Hoje, não reconheço o chão que piso por ser diferente, as mudanças brutais no tráfego fluvial, tão pouco a imensidão de barcos de turismo atracados no cais ou em constante movimento no rio, carregados de turistas, vindos de todas as partes do mundo. O sobrepovoado espaço do porto comercial sem barracas de venda de produtos da terra, alinhadas em fila indiana desde o pilar mestre da Ponte Dom Luís no Barredo, até muito perto do Cais da Estiva, é actualmente uma passarela fantástica.

Não há pregões matinais que eram como música para os ouvidos da multidão atarefada e geravam a atmosfera, a mística que apenas os tripeiros imprimiam à sua cidade, mas que se apagou nos últimos anos. Nos dias que correm, nem o céu se mostra por entre toldos de esplanada e guarda sóis gigantes como se fossem tendas de campanha militar para abrigar refugiados, a cobrir a história da Praça do Cubo. São raras as pombas a depenicar no moderno chão de granito polido, os restos da fome, a fartura da miséria dos autóctones cidadãos residentes e dos milhares que, de passagem por ali, jogam a vida na roleta do acaso. Já ninguém vai ao Porto para ver pessoas reais, são outros os motivos que atraem os turistas

Da indefinida coloração das águas do rio Douro que nesses tempos azedos eram verdes, do tom das elegantes árvores da minha infância que perseguidas por tolos, saíram a barra sem destino algum, restou apenas uma a resistir às cheias do rio Douro e às várias tentativas de derrube por parte de quem jurou protegê-las.

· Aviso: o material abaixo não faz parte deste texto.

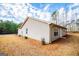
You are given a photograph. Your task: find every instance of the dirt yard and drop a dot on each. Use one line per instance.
(13, 45)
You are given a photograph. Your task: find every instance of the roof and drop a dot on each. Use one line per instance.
(47, 22)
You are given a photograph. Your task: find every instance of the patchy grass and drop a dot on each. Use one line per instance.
(15, 45)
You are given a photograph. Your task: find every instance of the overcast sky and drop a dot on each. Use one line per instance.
(17, 12)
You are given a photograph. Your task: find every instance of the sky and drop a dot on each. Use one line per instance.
(17, 12)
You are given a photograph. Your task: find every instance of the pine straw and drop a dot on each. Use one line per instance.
(17, 46)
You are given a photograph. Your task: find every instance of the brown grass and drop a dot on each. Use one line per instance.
(15, 45)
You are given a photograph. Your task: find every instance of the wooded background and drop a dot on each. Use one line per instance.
(8, 27)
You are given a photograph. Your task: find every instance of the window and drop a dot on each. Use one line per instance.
(26, 30)
(55, 33)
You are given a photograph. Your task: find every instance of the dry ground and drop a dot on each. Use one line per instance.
(15, 45)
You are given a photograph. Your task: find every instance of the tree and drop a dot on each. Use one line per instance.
(8, 27)
(54, 16)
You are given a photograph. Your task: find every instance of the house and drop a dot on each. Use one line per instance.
(73, 19)
(41, 29)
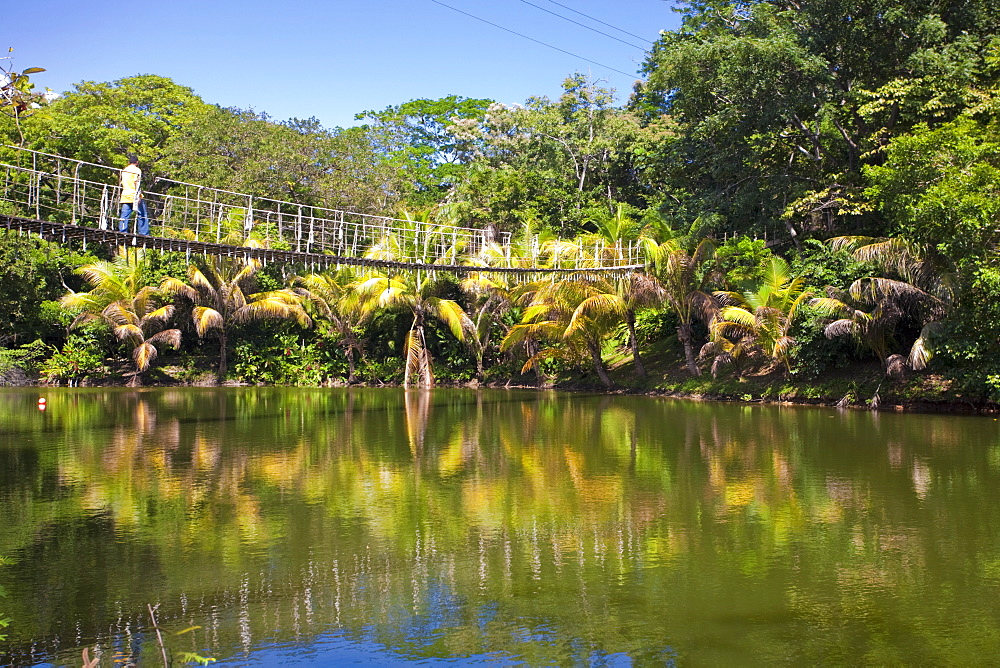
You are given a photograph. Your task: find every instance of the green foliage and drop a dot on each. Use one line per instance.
(431, 141)
(813, 352)
(25, 359)
(557, 161)
(103, 122)
(778, 105)
(280, 356)
(743, 261)
(32, 272)
(821, 264)
(80, 357)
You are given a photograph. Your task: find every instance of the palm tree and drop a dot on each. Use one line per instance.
(577, 314)
(329, 295)
(120, 298)
(637, 289)
(490, 294)
(760, 319)
(220, 288)
(873, 306)
(684, 278)
(423, 241)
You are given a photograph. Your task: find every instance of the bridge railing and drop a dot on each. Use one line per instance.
(50, 187)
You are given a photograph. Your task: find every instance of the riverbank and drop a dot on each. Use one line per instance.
(860, 385)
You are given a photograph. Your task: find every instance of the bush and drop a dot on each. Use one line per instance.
(80, 357)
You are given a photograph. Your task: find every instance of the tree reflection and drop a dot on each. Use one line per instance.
(547, 527)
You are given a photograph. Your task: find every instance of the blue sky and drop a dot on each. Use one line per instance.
(333, 59)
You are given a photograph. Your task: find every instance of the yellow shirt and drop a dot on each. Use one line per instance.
(130, 184)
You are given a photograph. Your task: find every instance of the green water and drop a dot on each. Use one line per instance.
(328, 526)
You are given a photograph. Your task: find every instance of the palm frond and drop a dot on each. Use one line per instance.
(206, 319)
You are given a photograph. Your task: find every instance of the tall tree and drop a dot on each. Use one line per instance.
(421, 137)
(779, 103)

Os meus olhos de cidadão já crescido e adaptado aos novos tempos, alcançam um  outro cais a meia distância da travessia ocular onde a Pronúncia do Norte, açúcar da língua pátria é, como da banda de cá, falada quase só pelos gatos e pelas pedras dos impermeabilizados solos onde a chuva cai como se fosse o jorrar de lágrimas dos indefesos desalojados à força. Cidadãos nascidos e criados naquelas já muito descaracterizadas terras de ruas estreitas, onde o vento passa ajoelhado como peregrino de Fátima atulhado em pecados.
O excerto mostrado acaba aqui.